Fomos todos a Madrid. Mas também fomos a Guernica. Aprendemos com um simpático professor de história da arte, acompanhado por 40 crianças de olhos arregalados e dedos cheios de perguntas, que a luz no topo do quadro-poesia é uma luz de esperança. Seu discurso arrepiou até Velásquez (bem discreto até então).

Aprendemos, nós, as 40 crianças e todos os outros que espichavam cabeças na sala lotada, que Guernica não é um quadro de guerra, mas sim do que queira nossa imaginação e nossa vontade de interpretar. Percebemos que há uma parte do quadro que grita e outra que cala. Há também a mãe com o filho no colo, uma Pietá quadridimensional de puro sentimento.

Depois de deixar meus companheiros no Museu do Prado, fui para a parte 2 da minha vigem. Uma viagem ao passado. E que lindo passado! Um passado imortalizado nas deliciosas histórias do Tio Luis, irmão do meu avô (como àquela que se refere ao encontro de meu pai com a minha mãe e que, depois de uma ajudinha de leve do próprio tio Luís, resultou em namoro e em casamento).
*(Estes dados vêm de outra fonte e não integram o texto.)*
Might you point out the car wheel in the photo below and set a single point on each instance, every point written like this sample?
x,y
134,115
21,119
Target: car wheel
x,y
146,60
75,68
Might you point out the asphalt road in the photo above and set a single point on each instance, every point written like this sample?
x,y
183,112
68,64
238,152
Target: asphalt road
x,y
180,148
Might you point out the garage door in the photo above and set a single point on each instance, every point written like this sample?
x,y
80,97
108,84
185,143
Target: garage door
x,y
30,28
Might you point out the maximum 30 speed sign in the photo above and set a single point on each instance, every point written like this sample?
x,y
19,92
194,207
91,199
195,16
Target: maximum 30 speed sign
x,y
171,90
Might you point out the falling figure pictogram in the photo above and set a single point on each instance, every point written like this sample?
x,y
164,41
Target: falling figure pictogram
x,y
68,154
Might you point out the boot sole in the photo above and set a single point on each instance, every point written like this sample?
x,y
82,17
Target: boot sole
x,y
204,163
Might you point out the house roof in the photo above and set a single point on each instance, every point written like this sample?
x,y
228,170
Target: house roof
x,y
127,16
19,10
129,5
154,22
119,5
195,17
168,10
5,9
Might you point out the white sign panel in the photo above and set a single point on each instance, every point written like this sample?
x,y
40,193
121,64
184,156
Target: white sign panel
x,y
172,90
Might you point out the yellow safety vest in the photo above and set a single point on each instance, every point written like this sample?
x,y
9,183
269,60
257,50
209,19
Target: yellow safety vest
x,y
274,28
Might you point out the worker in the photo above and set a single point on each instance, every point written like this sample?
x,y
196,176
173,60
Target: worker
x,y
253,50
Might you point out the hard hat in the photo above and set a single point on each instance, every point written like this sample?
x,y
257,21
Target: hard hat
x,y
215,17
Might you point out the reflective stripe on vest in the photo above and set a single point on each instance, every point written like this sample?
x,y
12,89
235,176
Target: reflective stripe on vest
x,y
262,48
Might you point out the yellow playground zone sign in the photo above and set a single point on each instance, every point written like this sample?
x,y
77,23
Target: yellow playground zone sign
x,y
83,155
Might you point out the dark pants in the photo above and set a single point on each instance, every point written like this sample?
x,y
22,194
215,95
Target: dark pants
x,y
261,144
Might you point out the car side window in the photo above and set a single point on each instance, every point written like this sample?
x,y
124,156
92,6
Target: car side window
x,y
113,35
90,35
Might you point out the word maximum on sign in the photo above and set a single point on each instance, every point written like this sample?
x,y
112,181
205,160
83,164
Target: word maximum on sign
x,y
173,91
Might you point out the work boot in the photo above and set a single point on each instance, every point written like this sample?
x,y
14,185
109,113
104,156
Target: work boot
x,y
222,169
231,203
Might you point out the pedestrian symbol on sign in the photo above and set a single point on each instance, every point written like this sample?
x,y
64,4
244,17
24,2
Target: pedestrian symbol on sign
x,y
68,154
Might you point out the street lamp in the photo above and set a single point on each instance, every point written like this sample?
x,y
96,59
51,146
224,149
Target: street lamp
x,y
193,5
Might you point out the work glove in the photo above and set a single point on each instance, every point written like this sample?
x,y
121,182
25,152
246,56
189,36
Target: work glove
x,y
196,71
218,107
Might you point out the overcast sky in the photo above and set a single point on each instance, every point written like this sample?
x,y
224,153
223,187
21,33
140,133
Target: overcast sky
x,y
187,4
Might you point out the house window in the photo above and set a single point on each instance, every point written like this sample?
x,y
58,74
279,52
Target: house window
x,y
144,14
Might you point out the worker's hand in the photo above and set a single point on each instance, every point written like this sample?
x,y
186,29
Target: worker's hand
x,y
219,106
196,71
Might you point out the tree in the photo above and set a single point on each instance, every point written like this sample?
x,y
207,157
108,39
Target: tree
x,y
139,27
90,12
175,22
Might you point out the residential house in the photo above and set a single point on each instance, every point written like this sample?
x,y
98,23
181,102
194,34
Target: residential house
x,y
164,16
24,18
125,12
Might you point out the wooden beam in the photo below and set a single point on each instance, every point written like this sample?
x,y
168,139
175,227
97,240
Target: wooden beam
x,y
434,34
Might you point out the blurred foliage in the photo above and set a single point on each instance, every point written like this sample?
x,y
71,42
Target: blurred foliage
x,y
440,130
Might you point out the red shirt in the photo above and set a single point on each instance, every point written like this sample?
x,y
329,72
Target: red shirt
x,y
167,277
Um passado com cheiro inesquecível de Cochinillo, feito no Botin - o restaurante mais antigo do mundo e o mais freqüentado pela minha família. Passado de fotos da Tia Maria Rita, tão carinhosa e alegre. Passado de futuros, em cada um dos meus priminhos encantadores! Uma viagem de conteúdo histórico, familiar e sentimental, acima de tudo!

Nesta viagem que foi muitas, também descobri tesouros: tios, tias, primos e primas, de inúmeros graus de parentesco. Seu valor não foi ainda calculado, mas deve superar o da obra de Picasso – ele mesmo me garantiu que sim.

Essa é minha desculpa por não ter atualizado o blog nestes últimos dias. Tenho certeza de que, felizes, aceitarão.